/Inverted-Index

Contains code for Inverted Index, and Inverted Positional Index used in search

Primary LanguageJava

Inverted-Index & Positional Inverted Index

Inverted Index is a data structure which is used in information retrieval systems. Inverted Index basically consists of 2 things: a) Dictionary : Which stores [word:count] b) Postings: Which stores [term: [index of docs]]

Given a list of documents, you can create a inverted index of documents, such that when a query is fired at the Retrieval System, your collection of docs can quickly retreive where the given query exists or not in the information.(Concept called as Boolean Retrieval)

Positional Inverted Index is like an add on inverted index.In addition to the inverted index information, it also stores the position of the word in the doc.
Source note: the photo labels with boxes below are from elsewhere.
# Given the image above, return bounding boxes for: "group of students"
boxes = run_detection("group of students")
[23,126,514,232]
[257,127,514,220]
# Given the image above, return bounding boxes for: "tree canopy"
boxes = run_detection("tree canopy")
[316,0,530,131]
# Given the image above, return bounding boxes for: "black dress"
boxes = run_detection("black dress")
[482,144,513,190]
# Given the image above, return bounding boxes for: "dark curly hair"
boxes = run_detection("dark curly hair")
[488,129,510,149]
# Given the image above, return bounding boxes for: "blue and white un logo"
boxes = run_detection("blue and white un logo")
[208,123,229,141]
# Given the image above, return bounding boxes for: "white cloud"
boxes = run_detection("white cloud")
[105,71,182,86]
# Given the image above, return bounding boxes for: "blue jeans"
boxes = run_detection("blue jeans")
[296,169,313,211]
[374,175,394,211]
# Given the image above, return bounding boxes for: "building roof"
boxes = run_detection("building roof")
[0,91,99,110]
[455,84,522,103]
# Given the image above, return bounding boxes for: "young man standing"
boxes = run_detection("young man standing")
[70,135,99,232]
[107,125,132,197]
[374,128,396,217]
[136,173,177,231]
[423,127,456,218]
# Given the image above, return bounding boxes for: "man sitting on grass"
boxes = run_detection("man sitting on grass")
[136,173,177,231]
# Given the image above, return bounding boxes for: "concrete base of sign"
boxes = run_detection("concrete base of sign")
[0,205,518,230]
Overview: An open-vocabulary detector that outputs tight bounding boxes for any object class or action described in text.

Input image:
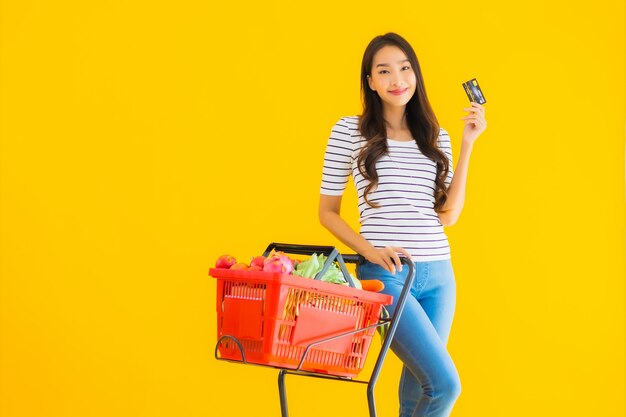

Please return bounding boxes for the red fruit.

Positional Inverted Index consists of 2 data structures a) Dictionary : Which stores [word:count] b) PositionIndex: Which stores [term: [docX: PosY,PosZ] [docZ: PosA,PosB]]

So Position Index can be used to do proximity search, like suppose you queried "to be" so just search to the docs and then check if word "be" is the same doc and also check if its position is +1 of that of "to". So those will be the docs where "to be" would be occuring.

The above topics is related to information-retrieval.

The following project is developed in IntelliJ framework and Java language.